Prime Minister Hun Sen, as chairman of Asean this year and facing international criticism for Cambodia’s own human rights record, hosted the signing of the Asean Declaration of Human Rights during a ceremony at his office, the Peace Palace, in Phnom Penh.

Earlier drafts of the declaration drew criticism from rights groups and from the U.N., who warned that the agreement may give regional countries a get-out clause from stronger international human rights treaties to which they are already signatories.

Speaking with reporters after the signing of the declaration, Asean Secretary-General Surin Pitsuwan said that leaders had “noted those complaints” and that regional foreign ministers had agreed to change the text on Saturday.

“That is to add one more important paragraph in what we call the operations part. And that is to commit ourselves to the universal declarations,” Mr. Surin said, referring to the 1948 Universal Declaration on Human Rights and the 1993 Vienna Declaration and Program of Action.

“[We are] not only declaring that we shall pursue the protection and promotion of human rights in the region in our own way, but also trying to maintain the highest standard as expressed in various instruments and various declarations of the international community,” he added.

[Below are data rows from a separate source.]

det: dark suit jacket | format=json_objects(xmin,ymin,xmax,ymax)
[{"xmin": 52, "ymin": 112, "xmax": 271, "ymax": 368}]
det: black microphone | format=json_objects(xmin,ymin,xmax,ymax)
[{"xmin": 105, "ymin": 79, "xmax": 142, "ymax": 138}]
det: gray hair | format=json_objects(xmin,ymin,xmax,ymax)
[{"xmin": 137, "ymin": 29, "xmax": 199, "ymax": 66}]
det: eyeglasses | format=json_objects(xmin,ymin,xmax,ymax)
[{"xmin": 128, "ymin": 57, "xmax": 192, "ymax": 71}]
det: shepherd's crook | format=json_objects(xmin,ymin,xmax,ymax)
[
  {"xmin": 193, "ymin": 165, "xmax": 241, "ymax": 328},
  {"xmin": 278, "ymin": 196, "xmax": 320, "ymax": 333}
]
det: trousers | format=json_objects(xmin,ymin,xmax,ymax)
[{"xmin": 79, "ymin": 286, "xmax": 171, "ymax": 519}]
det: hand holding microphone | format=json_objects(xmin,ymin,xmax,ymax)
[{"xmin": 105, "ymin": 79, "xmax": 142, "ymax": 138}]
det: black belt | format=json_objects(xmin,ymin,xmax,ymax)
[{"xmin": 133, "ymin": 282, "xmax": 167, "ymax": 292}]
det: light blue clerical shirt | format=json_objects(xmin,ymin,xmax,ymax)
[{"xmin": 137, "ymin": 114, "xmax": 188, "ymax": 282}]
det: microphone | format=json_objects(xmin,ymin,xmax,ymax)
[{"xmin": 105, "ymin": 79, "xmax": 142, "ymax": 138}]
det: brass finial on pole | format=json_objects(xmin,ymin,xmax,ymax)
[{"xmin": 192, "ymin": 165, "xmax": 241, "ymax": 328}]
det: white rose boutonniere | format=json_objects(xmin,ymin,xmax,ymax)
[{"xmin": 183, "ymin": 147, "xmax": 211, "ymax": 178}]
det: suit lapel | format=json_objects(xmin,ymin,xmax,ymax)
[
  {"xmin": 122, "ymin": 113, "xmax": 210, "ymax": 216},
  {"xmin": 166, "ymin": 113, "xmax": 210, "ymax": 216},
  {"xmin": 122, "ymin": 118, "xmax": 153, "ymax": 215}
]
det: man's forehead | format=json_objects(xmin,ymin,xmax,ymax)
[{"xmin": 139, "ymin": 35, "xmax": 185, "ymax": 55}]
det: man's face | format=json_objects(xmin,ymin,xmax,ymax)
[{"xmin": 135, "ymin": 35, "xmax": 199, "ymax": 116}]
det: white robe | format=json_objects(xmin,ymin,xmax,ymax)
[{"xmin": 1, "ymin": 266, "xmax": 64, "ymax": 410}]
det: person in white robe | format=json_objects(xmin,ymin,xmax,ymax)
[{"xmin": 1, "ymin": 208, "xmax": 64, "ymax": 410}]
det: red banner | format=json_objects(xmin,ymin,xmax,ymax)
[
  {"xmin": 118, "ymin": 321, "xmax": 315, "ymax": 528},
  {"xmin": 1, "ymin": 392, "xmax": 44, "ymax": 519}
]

According to a copy of the document handed to reporters yesterday, the final clause of the declaration states, “Nothing in this declaration may be interpreted as implying for any state, group or person any right to perform any act aimed at undermining the purposes and principles of Asean, or at the destruction of any of the rights and fundamental freedoms set forth in this declaration and international human rights instruments to which Asean member states are parties.”

The last-minute amendment comes after strong criticism of the declaration from a U.N. fact-finding committee on Friday. In an open letter, the Coordination Committee of Special Procedures of the U.N. Human Rights Council called on the signatories to “ensure that international human rights standards are maintained when they come to consider the adoption of the Asean Human Rights Declaration.”

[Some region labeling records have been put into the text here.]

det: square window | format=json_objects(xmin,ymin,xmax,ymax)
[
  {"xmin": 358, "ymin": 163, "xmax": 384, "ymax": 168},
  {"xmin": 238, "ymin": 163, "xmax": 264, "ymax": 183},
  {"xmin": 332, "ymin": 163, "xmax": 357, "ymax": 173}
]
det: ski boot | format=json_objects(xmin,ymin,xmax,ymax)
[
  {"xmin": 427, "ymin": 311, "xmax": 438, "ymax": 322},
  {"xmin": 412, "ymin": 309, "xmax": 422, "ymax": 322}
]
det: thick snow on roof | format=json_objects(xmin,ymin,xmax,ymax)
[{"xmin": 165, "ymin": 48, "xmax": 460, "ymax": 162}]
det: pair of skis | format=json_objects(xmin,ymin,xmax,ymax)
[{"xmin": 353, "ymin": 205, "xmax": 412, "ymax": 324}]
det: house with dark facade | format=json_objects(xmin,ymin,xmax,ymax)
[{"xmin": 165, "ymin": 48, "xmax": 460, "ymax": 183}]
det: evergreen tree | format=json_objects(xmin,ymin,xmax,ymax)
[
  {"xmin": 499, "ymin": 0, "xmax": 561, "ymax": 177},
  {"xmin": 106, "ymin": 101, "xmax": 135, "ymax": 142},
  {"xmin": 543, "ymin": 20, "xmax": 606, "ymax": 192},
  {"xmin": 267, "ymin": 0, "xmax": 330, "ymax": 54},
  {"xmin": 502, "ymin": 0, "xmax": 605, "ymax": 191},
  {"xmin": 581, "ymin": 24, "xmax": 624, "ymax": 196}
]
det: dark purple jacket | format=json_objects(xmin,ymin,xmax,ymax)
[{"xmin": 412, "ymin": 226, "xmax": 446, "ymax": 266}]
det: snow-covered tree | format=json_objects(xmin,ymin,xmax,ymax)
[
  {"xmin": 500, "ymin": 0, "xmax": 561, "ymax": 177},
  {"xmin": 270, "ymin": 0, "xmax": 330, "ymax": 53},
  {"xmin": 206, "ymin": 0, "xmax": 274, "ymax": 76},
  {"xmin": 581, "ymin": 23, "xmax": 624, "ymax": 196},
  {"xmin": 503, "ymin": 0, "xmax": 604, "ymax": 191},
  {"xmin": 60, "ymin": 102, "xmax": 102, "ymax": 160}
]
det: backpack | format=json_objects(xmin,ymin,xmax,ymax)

In the letter, the U.N. experts pointed to the declaration’s use of the terms “morality,” “national security” and “public order” and the risk they could be “used as a pretext by governments to place arbitrary, disproportionate and unnecessary restrictions on human rights.”

The final version of the declaration still included those words.

“The exercise of human rights and fundamental freedoms shall be subject only to such limitations as are determined by law solely for the purpose of securing due recognition for the human rights and fundamental freedoms of others, and to meet the just requirements of national security, public order, public health, public safety, public morality, as well as the general welfare of the peoples in a democratic society,” the declarations states.

Indonesian Foreign Minister Marty Natalegawa defended the declaration.

“The most neutral observer, if they were actually to read what has been adopted just now, would have to acknowledge that this is an important document that is consistent with the Universal Declaration of Human Rights as well as the Vienna Declaration and Program of Action,” Mr. Natalegawa said.

“It is something that we now possess that we did not possess beforehand. So it’s an important benchmark for Asean to be kept honest in terms of its human rights obligations.”

Phil Robertson, deputy Asia director for Human Rights Watch, said that the declaration was “a flawed result of a flawed process where governments made the decisions while the people were left outside the meeting room.”

“Sadly, falling short of international human rights standards is nothing new to Asean,” Mr. Robertson said in an email.